Quando Magliano ocupou a sala de poltronas de couro, tapetes espessos e pinturas equestres nas paredes com escuros lambris de carvalho, a situação da Bolsa era ruim. Ela estava ameaçada de extinção devido à migração de negócios para outras praças, Nova York em especial. Em valores atualizados para dezembro de 2020, as transações haviam caído para R$ 1,52 bilhão por dia. Sete anos mais tarde, quando entregou o cargo, esse montante havia mais que quintuplicado em termos reais, para R$ 9,34 bilhões. Para comparar, em 2020 o volume médio diário foi de R$ 25,6 bilhões. Um crescimento menor do que o registrado durante a gestão de Magliano.

É necessário admitir que parte desse florescer do mercado de capitais deveu-se a fatores externos à Bolsa, como a alta nos preços das commodities e a farta liquidez internacional. No entanto, não fossem os esforços de Magliano, esse movimento teria passado ao largo do prédio na rua XV de Novembro, no Centro Velho da capital paulista. Um dos melhores exemplos foi a abertura de capital da própria Bolsa, realizada em 2007. Como muitas iniciativas no Brasil, as bolsas nasceram por ordem do governo. Só em meados da década de 1960 a Bovespa deixou de ser estatal e passou a ser controlada pelas corretoras de valores, na época impermeáveis aos avanços em governança e em transparência. Pecado mortal para o executivo, leitor de filosofia e admirador do filósofo italiano Norberto Bobbio.

“Se o pequeno investidor não enxergar a Bolsa como um lugar onde ele se sente representado, ele não vai querer participar do mercado” Raymundo Magliano Filho (1942 – 2021), ex-presidente da Bolsa de Valores de São Paulo.

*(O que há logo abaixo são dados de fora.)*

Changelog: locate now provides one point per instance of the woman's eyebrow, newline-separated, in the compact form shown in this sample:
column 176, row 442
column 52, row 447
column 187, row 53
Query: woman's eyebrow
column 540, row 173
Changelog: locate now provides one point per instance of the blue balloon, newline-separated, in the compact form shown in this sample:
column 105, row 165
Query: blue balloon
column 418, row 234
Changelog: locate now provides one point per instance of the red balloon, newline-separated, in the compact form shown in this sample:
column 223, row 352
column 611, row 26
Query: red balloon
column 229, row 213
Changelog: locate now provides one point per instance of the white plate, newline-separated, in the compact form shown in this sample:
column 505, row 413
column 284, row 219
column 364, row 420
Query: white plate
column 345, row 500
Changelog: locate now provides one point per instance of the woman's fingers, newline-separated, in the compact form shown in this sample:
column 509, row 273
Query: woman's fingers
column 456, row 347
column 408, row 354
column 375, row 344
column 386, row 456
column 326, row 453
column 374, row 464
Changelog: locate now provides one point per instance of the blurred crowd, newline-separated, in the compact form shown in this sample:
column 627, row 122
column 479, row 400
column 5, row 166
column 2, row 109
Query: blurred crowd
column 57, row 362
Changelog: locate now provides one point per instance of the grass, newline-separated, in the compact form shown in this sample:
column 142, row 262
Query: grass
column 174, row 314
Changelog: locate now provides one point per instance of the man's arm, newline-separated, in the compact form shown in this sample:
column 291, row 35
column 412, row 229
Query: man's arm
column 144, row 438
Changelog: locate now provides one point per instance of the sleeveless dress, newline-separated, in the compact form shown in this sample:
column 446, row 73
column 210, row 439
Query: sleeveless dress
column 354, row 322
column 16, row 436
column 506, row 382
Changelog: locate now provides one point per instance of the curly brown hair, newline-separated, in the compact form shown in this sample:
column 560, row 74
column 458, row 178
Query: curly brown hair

Ele percebeu logo o que faltava para que o mercado de capitais deslanchasse no Brasil: representatividade perante a sociedade. “A Bolsa era considerada um clube de elite, inacessível para o público”, disse ele à DINHEIRO em uma entrevista logo após deixar a presidência. Ao abrir capital, a Bolsa se tornou uma empresa transparente e com milhares de sócios. Foram 63,9 mil participantes na Oferta Pública Inicial, a quarta maior participação da história do mercado. Magliano também ajudou a costurar a fusão com a Bolsa de Mercadorias & Futuros (BM&F), em 2008. E a melhoria da governança também se estendeu às companhias abertas, com a criação do Novo Mercado, em 2004.

Tudo isso já seria suficiente para fazer história. Para Magliano, porém, a menina dos olhos foram as iniciativas para trazer pequenos investidores ao mercado. Quando assumiu, eram pouco mais de 200 mil. Ao deixar o cargo, eram 650 mil. E somavam 3,2 milhões no fim de 2020. Boa parte desse crescimento deveu-se a suas iniciativas. A mais visível delas foi o programa A Bolsa Vai Até Você, lançado em 2002. Um furgão, logo apelidado BovMóvel, levava divulgadores do mercado a locais implausíveis como praias, shopping centers e estádios de futebol em dias de jogos. “Se o pequeno investidor não enxergar a Bolsa como um lugar onde ele se sente representado, ele não vai querer participar do mercado”, dizia ele ao comentar o programa, que realizou cerca de 3 mil eventos e entrou em contato com 300 mil pessoas. “Ele plantou a semente da democratização e do acesso à bolsa e não há orgulho maior para nós do que ajudar a colher esses frutos”, disse o CEO da B3, Gilson Finkelsztain.